Every human is an individual, a universe unto itself: ever-changing and expanding. Why do I always forget that? Why do I hold them in contempt, simply because they're taciturn and thus have less to say about themselves? Why, especially when I'm like that myself, when I know that it is this type of people who yearn more than anything to connect?

Even at this age I still have a lot to learn.

17 Feb 2006

Journalism-- a silly craft

I like(d) to write and I was so excited when I got into a communications school and majored in journalism. I was going to be a journalist--a respectable, professional, and more importantly, an intellectually stimulating career.

Now, a few years on, I look back and I wonder and I know I don't feel the same about it anymore. During my second year, we were asked to read readings that debate whether journalist can be considered a "professional". The consensus seems to be that it wasn't. Lawyers, architects, engineers are; journalists aren't. You do not need specialist knowledge; you don't really even need an university degree.

That's not the main point. The whole debate seems lame and self-indulgent. That I won't be considered a professional didn't bother me much--after all, journalists are well respected in my country, and unusually, they are well paid too. (I know, because I've processed the tax returns of a mid-level newsperson once, when I was temping for the tax department) They are seen as brainy people. I want to be seen as being an intellectual.

Journalist wannabes are the wannabes of wannabes, if you ask me, right down there with inspiring actors/singers--they are all just as egotistical.

They all think they have depth; they can write; their prose affect and mobilise people; they can change the world with their scribblings.

After 4 years of journalism school and of scrutinising the local papers, I don't know what to think. I think that journalists do not write the truth; they sensationalise the truth. Editors and lecturers are always exhorting about news values: why would readers want to read or know about this? What would catch their attention? Why is this story worth publishing? What new angles can be purported?

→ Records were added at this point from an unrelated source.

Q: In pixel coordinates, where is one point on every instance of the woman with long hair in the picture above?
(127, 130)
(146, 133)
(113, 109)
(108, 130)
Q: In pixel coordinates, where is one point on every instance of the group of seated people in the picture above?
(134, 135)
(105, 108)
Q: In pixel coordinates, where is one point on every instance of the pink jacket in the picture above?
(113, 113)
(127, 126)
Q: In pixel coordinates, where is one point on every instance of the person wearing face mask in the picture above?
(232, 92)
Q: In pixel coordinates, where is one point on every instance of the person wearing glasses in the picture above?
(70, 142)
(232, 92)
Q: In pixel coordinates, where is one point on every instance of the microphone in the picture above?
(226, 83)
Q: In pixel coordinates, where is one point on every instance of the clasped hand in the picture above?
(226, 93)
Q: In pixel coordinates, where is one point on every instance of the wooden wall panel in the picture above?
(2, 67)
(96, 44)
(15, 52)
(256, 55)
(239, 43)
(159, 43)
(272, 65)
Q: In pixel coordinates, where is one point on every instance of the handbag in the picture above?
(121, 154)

So we, as journalism students, with the commendable aims of trying to outdo each other and to get as good a grade as possible, wrung every drop of juicy bits we could out of the news. We're not lying, but.

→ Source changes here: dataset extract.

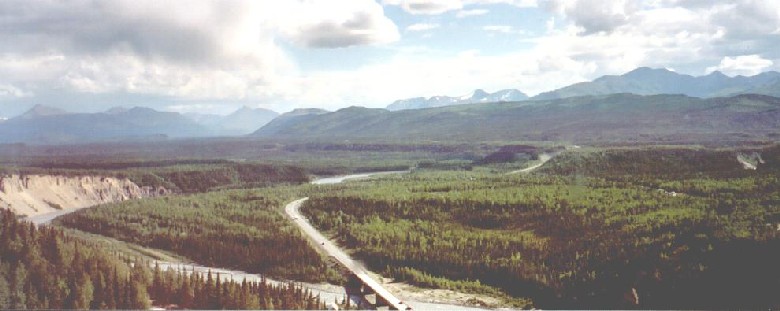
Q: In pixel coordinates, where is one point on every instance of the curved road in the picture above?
(292, 209)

I've even committed the ultimate journalism sin of making up a quote because I was not able to get what I wanted from the interview subjects.

In a small, safe country like ours, with so many people chasing after so little news, it's hard. I get sceptical, I can detect when a journalist is trying to make something out of nothing--it's just a waste of the reader's time and the newsprint. It's not respectable anymore, is it? It's not even intellectually stimulating, is it? It's just silly. And some of them, they are not even truthful about what they're trying to say (I'm talking about politics here). They sway readers not with objective facts but with innuendos, connotations, embedding them in the text with carefully chosen words that are not neutral. That's sneaky.

6 Feb 2006

Time travelling?

You know what unnerves me alot during travelling? Especially to places that are in a different time zone from the place I live? It's the feeling that I've lost time.

I've been to Australia and Japan which are in time zones that are ahead of my country's. When I'm there, I keep thinking to myself: It's already 8 pm over here and the sky is dark. Yet my friends are over there, basking in the soft sunlight of 6 pm. What are they doing? How are they spending their "extra" time? Are they going to have their dinner soon? Would I be missing out on something because of the "lost" time?

Weird things to be thinking about, but that's how I am when I'm away in another country -- tightly wound up and worried.